With nothing to do in Texas but wait, Nurnberger and DeBisschop decided to give their friend, Renee, who was along for part of the trip and has visited Casa Hogar herself, a ride home to Iowa. It was from there they decided to head further north, stopping in Wisconsin at the Mall of America in Minnesota.

Perhaps it was visiting a shopping Mecca like the one in Bloomington, but the side trip left Nurnberger reflecting on the deeper meanings of the journey to bring supplies and gifts to the poor orphans with severe physical disabilities in southern Mexico. Deeper meanings for him, and for those who have supported the endeavor.

“It’s not the goal to change the rich culture of the children at Casa Hogar, but to help them learn form our resources and love, ” he wrote in a July 23 posting. “We find that, when we give at Casa Hogar, we receive so much in return. Our hope is that, through your generosity, you are also receiving.”

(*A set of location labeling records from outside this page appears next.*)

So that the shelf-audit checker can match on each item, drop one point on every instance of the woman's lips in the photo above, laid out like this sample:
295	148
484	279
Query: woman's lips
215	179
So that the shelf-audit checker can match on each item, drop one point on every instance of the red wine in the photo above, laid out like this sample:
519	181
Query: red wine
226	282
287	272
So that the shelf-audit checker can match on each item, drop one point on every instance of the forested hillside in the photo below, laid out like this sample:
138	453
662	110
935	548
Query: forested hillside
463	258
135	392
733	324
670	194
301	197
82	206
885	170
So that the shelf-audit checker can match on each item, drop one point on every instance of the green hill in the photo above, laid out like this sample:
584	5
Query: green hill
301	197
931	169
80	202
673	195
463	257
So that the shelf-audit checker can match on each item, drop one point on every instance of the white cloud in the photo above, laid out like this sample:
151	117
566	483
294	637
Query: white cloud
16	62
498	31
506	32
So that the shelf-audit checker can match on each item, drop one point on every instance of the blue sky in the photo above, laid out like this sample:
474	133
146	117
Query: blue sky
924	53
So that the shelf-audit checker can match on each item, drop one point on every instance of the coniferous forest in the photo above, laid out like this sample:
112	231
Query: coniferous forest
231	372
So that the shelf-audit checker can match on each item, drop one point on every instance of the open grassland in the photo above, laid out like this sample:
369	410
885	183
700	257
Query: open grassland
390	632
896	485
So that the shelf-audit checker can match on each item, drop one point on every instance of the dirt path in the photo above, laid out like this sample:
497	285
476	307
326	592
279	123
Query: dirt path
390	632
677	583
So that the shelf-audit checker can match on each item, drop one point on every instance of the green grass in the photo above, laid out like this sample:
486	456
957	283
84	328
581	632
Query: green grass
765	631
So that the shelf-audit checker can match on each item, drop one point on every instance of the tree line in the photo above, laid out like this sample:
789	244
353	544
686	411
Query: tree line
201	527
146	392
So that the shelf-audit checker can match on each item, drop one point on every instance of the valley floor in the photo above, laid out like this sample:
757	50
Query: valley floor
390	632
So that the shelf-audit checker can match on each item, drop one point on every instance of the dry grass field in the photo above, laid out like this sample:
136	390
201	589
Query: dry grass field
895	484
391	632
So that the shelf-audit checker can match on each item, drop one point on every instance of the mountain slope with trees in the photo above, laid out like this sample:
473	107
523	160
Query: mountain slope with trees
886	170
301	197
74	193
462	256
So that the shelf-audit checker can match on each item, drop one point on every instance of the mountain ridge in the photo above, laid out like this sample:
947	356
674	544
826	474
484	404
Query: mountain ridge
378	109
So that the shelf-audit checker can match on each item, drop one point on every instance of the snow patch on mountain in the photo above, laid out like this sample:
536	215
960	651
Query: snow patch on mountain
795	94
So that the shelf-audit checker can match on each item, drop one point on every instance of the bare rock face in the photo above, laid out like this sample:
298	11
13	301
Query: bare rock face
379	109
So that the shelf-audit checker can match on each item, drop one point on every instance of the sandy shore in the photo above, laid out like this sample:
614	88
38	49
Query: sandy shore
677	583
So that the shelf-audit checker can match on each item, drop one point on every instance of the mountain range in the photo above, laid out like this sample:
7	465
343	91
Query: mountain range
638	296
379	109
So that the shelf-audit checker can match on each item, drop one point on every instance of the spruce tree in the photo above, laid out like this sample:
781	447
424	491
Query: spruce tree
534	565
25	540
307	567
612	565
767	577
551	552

Renee, meanwhile, said the children have been looking forward to the bus’s arrival for half a year.

“Daily, I had to answer questions… ‘When is Bryan coming?’ ‘He’s bringing a new bus, right?’… As the rainy season began in Oaxaca and the roads resembled rivers and the old microbus kept breaking down taking children to and from school, it was an encouraging truth to know that Bryan would be coming with a school bus for the children…and not only a school bus, but a bus just like the ones the children in the United States use!”

She adds that “all the donations that are on the bus will make these children feel like princes and princesses.”

That of course, is if the paperwork snag doesn’t turn the bus back into a pumpkin.

As of Saturday, July 26, things were looking a little brighter: The word from Mexico was the man who processes the papers would be back from his long weekend on Tuesday.

Soon after, they’d either have permission to cross the border without paying taxes on any of the donations, or they’d swallow the 17 percent tariff on items like the new clothes, toys and medicines.

“If all goes as planned right now, including a return trip for Francisco to Mexico City and a good deal of driving for Carol, we plan an crossing next weekend,” he wrote Saturday from Dallas.

That’s the thing about long and winding roads: you never know what twists and turns will come next.